Hidden You Malicious Goal Into Benign Narratives: Jailbreak Large Language Models through Logic Chain Injection
This addresses a security vulnerability in LLMs by enabling attacks that evade detection by both models and human analysts, representing a novel approach in the field.
The paper tackles the problem of jailbreak attacks on large language models by proposing logic chain injection, a method that hides malicious goals within benign narratives to deceive both LLMs and humans, achieving successful deception in experiments.

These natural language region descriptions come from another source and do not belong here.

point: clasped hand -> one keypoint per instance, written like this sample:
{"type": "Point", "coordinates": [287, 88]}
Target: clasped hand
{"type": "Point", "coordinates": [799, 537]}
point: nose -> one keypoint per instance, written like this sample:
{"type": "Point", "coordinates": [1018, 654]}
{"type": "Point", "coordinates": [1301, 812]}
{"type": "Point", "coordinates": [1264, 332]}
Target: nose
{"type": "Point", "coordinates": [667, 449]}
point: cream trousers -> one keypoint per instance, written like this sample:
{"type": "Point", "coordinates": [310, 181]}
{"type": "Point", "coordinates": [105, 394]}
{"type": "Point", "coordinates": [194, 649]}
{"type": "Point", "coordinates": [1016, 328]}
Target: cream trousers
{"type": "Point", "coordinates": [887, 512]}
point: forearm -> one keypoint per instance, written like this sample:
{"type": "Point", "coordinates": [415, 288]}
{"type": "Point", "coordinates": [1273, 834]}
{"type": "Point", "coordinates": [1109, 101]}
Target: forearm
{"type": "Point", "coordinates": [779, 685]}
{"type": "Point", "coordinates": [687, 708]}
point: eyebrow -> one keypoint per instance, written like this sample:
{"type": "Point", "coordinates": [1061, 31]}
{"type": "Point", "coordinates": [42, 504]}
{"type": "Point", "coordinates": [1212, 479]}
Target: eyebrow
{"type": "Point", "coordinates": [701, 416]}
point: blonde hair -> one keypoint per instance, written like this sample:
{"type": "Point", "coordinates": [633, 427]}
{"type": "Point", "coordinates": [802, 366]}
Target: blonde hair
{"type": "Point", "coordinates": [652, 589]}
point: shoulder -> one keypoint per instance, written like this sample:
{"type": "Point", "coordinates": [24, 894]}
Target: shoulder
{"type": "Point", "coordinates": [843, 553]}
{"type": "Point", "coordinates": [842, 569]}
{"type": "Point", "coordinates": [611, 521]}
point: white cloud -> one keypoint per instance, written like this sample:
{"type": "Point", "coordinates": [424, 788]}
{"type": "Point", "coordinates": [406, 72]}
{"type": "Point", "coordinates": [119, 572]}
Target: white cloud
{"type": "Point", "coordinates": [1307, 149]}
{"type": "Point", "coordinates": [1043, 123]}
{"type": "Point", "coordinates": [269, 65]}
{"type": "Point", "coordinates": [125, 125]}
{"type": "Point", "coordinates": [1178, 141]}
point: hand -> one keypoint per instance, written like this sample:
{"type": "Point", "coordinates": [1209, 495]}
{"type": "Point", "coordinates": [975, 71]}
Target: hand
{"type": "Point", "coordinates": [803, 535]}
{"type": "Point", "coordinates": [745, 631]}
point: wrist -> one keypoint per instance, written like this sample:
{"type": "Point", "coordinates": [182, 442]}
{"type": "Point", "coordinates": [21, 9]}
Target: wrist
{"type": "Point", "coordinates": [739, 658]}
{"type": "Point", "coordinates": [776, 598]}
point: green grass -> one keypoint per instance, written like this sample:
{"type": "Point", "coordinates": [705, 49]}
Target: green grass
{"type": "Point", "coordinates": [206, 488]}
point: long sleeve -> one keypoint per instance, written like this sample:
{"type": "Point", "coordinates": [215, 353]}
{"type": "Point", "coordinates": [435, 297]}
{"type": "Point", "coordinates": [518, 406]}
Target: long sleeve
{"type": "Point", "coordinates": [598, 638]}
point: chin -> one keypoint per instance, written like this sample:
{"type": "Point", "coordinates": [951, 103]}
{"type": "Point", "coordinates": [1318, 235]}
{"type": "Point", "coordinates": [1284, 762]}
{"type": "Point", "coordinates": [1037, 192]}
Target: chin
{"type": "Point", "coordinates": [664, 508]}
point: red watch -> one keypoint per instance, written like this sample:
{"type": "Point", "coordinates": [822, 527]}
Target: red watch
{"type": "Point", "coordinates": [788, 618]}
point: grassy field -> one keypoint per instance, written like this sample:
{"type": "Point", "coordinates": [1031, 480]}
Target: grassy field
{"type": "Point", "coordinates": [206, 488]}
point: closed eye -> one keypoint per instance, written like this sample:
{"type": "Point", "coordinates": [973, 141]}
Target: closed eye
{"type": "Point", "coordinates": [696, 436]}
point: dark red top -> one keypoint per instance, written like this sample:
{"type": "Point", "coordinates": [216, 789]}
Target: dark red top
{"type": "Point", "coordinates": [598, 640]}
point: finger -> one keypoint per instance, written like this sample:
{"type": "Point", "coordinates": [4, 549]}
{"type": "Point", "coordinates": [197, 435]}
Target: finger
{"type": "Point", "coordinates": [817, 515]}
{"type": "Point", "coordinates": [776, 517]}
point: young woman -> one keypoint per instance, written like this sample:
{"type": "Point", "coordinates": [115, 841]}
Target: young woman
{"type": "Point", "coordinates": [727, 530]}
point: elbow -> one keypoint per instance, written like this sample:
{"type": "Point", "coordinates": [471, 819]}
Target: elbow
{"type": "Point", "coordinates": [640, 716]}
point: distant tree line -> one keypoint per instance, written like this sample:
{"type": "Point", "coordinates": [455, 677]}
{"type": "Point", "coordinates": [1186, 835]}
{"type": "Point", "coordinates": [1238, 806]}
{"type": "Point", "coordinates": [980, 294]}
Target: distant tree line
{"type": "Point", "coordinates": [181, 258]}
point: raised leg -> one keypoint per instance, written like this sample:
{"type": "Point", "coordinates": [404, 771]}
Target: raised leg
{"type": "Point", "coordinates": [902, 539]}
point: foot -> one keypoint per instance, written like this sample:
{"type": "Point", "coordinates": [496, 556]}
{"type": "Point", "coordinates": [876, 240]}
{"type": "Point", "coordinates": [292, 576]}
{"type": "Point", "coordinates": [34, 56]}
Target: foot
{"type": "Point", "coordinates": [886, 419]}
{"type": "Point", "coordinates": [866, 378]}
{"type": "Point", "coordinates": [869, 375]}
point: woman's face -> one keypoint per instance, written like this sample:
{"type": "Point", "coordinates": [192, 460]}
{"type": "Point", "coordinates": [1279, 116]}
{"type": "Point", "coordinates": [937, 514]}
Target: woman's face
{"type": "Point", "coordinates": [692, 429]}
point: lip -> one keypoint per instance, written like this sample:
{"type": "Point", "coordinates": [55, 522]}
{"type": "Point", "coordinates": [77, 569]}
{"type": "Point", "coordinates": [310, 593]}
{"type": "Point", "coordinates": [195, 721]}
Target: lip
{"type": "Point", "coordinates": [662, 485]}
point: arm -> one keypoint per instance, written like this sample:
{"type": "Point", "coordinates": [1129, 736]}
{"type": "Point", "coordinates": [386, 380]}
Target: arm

Jailbreak attacks on Language Model Models (LLMs) entail crafting prompts aimed at exploiting the models to generate malicious content. Existing jailbreak attacks can successfully deceive the LLMs, however they cannot deceive the human. This paper proposes a new type of jailbreak attacks which can deceive both the LLMs and human (i.e., security analyst). The key insight of our idea is borrowed from the social psychology - that is human are easily deceived if the lie is hidden in truth. Based on this insight, we proposed the logic-chain injection attacks to inject malicious intention into benign truth. Logic-chain injection attack firstly dissembles its malicious target into a chain of benign narrations, and then distribute narrations into a related benign article, with undoubted facts. In this way, newly generate prompt cannot only deceive the LLMs, but also deceive human.